Viewing Global Policies

From Configure > Security > Global Policies, in addition to viewing the policies includes in application policy sets, you can also view all firewall policies, all service groups policies, and all address groups policies.

  1. To view and manage the global firewall policies, from Configure > Security > Global Policies, click the Firewall Policies tab to view the details for system firewall policies, see Figure 9

    Figure 9: Firewall PoliciesFirewall Policies
  2. To view and manage the service groups policies, from Configure > Security > Global Policies, click the Service Groups tab to view the details for system policies for service groups, see Figure 10.

    Figure 10: Service GroupsService Groups

Visualizing Traffic Groups

Use Monitor > Security > Traffic Groups to explore visual representations of how policies are applied to traffic groups. See Figure 11, which is a visual representation of the source and destination traffic for the past one hour of a traffic group named Traffic Groups. The outer circle represents traffic tagged with application, deployment, or project.

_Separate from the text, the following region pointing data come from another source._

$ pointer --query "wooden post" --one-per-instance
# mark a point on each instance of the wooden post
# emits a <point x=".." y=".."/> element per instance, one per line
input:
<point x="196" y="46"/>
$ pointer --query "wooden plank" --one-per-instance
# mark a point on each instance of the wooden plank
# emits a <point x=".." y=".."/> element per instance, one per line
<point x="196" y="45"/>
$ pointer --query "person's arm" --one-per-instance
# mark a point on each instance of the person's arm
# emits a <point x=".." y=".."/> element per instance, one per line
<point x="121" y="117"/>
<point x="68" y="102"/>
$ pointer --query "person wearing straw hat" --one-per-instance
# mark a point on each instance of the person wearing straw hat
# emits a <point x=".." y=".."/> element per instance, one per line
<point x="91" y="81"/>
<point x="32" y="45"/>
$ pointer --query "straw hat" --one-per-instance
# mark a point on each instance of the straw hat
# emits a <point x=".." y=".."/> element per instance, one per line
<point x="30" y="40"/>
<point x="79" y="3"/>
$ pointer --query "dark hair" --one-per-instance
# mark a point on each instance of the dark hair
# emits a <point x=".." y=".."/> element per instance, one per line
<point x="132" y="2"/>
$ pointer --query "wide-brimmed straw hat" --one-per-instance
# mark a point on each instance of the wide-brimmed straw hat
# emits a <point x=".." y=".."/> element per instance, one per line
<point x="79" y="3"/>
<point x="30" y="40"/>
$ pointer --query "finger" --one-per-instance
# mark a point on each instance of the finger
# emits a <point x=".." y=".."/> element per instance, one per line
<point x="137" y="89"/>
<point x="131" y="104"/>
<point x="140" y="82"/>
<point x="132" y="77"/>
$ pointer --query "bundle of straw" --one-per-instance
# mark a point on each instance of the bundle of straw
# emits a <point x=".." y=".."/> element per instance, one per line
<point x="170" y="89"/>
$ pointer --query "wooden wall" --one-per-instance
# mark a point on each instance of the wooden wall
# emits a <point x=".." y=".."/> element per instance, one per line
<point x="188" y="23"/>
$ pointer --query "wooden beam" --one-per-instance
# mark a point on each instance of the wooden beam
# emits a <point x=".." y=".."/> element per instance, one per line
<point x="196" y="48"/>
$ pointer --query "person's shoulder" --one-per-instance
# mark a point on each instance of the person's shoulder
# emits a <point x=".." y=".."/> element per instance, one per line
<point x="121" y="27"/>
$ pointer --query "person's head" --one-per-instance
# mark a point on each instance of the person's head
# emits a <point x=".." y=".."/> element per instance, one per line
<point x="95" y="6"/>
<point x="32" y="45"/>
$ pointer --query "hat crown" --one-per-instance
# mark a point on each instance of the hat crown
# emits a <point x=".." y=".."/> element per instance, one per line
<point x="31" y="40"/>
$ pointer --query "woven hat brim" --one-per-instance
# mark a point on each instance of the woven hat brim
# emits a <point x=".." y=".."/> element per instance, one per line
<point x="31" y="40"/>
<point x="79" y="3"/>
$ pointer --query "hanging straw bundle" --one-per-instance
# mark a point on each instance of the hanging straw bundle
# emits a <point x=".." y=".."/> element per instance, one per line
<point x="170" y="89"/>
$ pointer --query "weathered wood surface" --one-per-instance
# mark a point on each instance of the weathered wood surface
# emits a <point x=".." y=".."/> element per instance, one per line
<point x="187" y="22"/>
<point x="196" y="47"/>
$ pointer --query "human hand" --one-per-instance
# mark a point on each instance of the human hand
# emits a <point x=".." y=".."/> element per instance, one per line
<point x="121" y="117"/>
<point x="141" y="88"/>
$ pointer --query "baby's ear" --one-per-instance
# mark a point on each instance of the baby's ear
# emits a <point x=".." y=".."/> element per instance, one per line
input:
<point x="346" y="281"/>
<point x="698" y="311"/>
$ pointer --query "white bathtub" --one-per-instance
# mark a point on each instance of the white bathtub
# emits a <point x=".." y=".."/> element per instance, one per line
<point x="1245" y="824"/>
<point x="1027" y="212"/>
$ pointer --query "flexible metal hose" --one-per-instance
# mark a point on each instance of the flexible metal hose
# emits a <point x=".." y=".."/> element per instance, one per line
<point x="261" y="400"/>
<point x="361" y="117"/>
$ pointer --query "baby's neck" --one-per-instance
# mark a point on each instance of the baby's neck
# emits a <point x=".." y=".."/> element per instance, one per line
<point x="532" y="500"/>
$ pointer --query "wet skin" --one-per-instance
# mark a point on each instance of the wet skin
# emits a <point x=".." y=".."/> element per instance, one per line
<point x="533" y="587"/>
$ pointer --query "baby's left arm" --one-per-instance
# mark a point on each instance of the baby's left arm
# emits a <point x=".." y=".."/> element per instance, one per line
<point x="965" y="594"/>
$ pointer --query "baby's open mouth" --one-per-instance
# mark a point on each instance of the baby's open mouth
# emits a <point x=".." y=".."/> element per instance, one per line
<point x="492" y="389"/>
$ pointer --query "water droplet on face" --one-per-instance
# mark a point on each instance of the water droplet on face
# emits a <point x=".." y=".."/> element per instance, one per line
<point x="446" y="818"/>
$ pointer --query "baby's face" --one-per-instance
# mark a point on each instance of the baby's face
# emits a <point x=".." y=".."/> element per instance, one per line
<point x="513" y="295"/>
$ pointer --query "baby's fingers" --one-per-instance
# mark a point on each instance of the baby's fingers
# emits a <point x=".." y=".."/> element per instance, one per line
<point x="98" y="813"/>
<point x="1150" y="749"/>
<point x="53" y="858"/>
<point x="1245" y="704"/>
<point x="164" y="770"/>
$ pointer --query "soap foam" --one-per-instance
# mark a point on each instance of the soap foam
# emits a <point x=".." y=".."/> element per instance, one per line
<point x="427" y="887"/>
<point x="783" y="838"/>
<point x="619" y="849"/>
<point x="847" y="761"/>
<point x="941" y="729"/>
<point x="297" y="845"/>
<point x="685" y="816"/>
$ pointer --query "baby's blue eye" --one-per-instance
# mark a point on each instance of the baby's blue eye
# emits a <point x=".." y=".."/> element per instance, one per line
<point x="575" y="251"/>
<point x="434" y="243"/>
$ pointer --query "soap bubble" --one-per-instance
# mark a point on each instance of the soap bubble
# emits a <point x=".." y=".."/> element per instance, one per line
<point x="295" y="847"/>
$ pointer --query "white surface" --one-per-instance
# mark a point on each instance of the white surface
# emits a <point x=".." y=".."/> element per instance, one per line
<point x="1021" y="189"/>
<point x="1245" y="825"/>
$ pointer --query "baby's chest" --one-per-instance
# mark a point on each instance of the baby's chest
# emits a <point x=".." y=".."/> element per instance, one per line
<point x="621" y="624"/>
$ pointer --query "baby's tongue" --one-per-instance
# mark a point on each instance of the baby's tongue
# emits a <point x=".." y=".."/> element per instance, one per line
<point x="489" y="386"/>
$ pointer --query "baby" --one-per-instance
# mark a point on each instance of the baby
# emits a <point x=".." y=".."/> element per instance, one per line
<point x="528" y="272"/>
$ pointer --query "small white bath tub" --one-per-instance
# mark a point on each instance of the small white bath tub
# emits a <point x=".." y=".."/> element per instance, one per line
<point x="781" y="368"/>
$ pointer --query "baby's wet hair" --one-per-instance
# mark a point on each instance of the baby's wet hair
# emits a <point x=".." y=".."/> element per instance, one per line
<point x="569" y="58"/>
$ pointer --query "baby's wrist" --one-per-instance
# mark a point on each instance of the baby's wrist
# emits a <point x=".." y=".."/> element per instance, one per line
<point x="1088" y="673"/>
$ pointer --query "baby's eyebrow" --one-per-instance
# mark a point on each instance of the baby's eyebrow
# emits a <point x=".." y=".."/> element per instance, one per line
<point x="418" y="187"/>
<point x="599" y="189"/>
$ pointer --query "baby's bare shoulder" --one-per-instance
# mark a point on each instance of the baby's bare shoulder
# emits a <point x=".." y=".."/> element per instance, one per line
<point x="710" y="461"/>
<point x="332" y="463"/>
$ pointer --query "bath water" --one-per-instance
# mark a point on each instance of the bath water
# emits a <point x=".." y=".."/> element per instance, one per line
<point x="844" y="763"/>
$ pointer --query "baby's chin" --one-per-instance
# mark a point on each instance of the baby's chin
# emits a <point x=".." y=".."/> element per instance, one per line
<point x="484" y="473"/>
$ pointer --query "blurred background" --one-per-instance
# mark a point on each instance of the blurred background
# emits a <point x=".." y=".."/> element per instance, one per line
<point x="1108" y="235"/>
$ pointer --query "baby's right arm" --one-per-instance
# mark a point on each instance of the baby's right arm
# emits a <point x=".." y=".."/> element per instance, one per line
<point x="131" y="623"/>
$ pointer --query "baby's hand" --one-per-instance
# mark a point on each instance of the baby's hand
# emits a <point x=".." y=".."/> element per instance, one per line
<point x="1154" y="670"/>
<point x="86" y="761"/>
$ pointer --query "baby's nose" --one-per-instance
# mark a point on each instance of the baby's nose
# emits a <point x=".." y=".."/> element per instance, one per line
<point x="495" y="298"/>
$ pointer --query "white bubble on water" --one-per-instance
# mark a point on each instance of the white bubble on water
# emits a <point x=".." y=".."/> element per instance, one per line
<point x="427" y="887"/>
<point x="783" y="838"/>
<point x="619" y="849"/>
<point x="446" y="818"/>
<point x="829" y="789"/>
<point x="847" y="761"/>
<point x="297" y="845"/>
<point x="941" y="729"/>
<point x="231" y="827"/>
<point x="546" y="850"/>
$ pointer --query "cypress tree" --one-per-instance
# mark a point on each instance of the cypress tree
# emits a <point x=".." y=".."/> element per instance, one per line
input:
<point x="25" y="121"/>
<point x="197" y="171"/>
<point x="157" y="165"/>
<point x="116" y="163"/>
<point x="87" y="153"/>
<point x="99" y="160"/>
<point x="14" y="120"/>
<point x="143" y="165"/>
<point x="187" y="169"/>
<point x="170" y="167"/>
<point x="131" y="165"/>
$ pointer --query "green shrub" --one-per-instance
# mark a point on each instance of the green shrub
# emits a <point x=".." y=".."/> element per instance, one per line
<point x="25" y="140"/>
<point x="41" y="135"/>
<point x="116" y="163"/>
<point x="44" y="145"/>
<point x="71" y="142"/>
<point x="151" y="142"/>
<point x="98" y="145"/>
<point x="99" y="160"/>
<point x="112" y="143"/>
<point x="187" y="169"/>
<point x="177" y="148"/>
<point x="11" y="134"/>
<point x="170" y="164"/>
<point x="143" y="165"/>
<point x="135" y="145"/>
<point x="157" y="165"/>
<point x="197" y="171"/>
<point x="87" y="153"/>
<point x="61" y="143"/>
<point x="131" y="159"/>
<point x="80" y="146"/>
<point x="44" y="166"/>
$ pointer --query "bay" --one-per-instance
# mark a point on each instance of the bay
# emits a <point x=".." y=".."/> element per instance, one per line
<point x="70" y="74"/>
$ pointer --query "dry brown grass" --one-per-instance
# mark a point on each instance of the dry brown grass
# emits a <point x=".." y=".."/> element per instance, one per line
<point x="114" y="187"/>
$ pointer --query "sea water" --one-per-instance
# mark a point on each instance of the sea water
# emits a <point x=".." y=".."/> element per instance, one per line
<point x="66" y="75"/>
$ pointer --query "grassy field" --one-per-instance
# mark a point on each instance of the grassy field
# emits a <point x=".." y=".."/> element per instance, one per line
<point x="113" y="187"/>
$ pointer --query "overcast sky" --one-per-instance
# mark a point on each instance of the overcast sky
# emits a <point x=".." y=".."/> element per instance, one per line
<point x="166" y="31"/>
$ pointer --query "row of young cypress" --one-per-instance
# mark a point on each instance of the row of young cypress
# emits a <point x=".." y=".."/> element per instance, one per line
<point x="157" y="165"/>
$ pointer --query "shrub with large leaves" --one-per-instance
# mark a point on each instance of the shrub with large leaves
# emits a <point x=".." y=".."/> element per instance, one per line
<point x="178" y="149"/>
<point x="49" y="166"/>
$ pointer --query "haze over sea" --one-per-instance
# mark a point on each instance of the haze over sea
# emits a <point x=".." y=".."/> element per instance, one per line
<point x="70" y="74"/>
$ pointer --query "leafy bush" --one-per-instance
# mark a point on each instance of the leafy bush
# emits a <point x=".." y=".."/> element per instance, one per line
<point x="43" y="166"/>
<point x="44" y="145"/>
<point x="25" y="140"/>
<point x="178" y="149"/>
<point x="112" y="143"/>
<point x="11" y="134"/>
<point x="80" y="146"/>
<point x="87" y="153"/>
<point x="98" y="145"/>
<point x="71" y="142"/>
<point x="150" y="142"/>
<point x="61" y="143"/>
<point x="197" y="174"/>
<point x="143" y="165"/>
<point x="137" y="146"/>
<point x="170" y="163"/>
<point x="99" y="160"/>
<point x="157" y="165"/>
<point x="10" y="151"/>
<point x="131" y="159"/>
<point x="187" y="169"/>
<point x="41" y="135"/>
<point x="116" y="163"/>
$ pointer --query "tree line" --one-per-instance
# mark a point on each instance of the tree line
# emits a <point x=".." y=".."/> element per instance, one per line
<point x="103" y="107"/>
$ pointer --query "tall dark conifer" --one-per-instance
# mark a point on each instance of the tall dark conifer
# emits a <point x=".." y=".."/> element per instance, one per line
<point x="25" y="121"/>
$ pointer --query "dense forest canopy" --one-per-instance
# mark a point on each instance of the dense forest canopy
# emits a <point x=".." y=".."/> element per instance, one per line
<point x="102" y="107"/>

The inner circle represents traffic tagged with tier. The center of the circle shows the traffic origination and destination.

Figure 11: Traffic GroupsTraffic Groups

You can click in the right side of the screen to get details of the policy rules that have been matched by the selected traffic. See Figure 12.

Figure 12: Traffic Groups, Policy DetailsTraffic Groups, Policy Details

You can click in the right side of the screen to get to the Settings window, where you can change the type of view and change which items appear in the visual representation. See Figure 13.

Figure 13: Traffic Groups, SettingsTraffic Groups, Settings

You can click on the name of a policy that has been matched to view the endpoint statistics, including source tags and remote tags, of the traffic currently represented in the visual. See Figure 14.

Figure 14: Traffic Groups, Endpoint StatisticsTraffic Groups, Endpoint Statistics

You can click deeper through any linked statistic to view more details about that statistic, see Figure 16 and Figure 16.

Figure 15: Traffic Groups, DetailsTraffic Groups, Details

Figure 16: Traffic Groups, DetailsTraffic Groups, Details

You can change the settings of what statistics are displayed in each traffic group at the Traffic Groups Settings screen see Figure 17.

Figure 17: Traffic Groups SettingsTraffic Groups Settings
Release History Table
Starting in Contrail Networking Release 21.3, security policy allows optional user-defined tags, which enables you to define tag IDs along with tag names.
Starting in Contrail Networking Release 21.3, you can create a predefined tag type with user-defined tag value ID
Starting in Contrail Networking Release 21.3, custom tags supports user-defined tags.